Hello, I running a osrm contract on the midwest.pbf data on a Digitial Ocean VM that has 32 Cores and 64 GB. This my first time doing this. I'm using docker. Been running now for 70 hrs.. My CPU has running at Max the whole time. Is this expected? Here's my output.

Post update.. So the final time for the record was 79 hrs for the contract process to complete.

@TattiQ - Did your attempt ever complete after 44 hours?

[root@temp-orsrm-midwest osrm_midwest]# docker run -t -v $(pwd):/data osrm/o srm-backend:v5.16.4 osrm-contract /data/us-midwest-latest.osrm
[info] Input file: /data/us-midwest-latest.osrm
[info] Threads: 32
[info] Reading node weights.
[info] Done reading node weights.
[info] Loading edge-expanded graph representation
[info] merged 27008 edges out of 88297558
[info] initializing node priorities... ok.
[info] preprocessing 19681229 (89.6314%) nodes...
[info] . 10% . 20% . 30% . 40% . 50% . 60% .[renumbered] 70% . 80% .
[info] Getting edges of minimized graph . 10% . 20% . 30% . 40% . 50% . 60% . 70 % . 80% . 90% . 100%
[info] initializing node priorities... ok.
[info] preprocessing 2271187 (10.3433%) nodes...
[info] [renumbered]. 10% . 20% . 30% . 40% . 50% . 60% . 70% . 80% . 90% . 100%
[info] Getting edges of minimized graph . 10% . 20% . 30% . 40% . 50% . 60% . 70 % . 80% . 90% . 100%
[info] initializing node priorities... ok.
[info] preprocessing 2271187 (10.3433%) nodes...
[info] [renumbered]. 10% . 20% . 30% . 40% . 50% . 60% . 70% . 80% . 90% . 100%
[info] Getting edges of minimized graph . 10% . 20% . 30% . 40% . 50% . 60% . 70 % . 80% . 90% . 100%
[info] initializing node priorities... ok.
[info] preprocessing 2271187 (10.3433%) nodes...
[info] [renumbered]. 10% . 20% . 30% . 40% . 50% . 60% . 70% . 80% . 90% . 100%
[info] Getting edges of minimized graph . 10% . 20% . 30% . 40% . 50% . 60% . 70 % . 80% . 90% . 100%
[info] initializing node priorities... ok.
[info] preprocessing 2271187 (10.3433%) nodes...
[info] [renumbered]. 10% . 20% . 30% . 40% . 50%
image

@abeck87 Your code is making progress. Just keep waiting, it'll complete eventually.
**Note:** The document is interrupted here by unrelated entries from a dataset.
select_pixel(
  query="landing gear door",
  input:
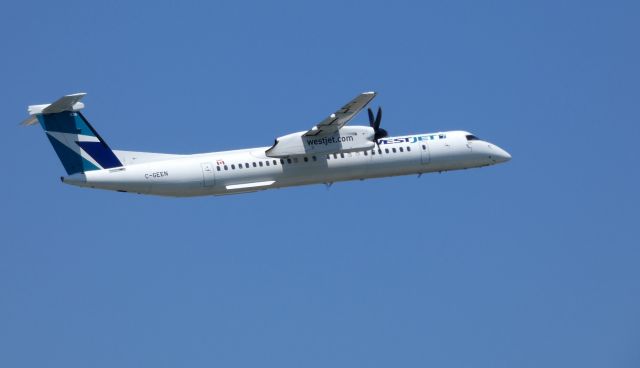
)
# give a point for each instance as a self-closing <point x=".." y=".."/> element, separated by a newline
<point x="425" y="156"/>
<point x="208" y="175"/>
We know that the Alpine Linux-based docker images have some performance problems. The musl C library that Alpine is based on has a not-so-great malloc() implementation, which can slow some things down significantly. I've been considering re-basing our Docker images on Ubuntu so that we're using GNU libc, but I haven't got around to it.

There's nothing specifically actionable on this ticket - osrm-contract does take a long time to run.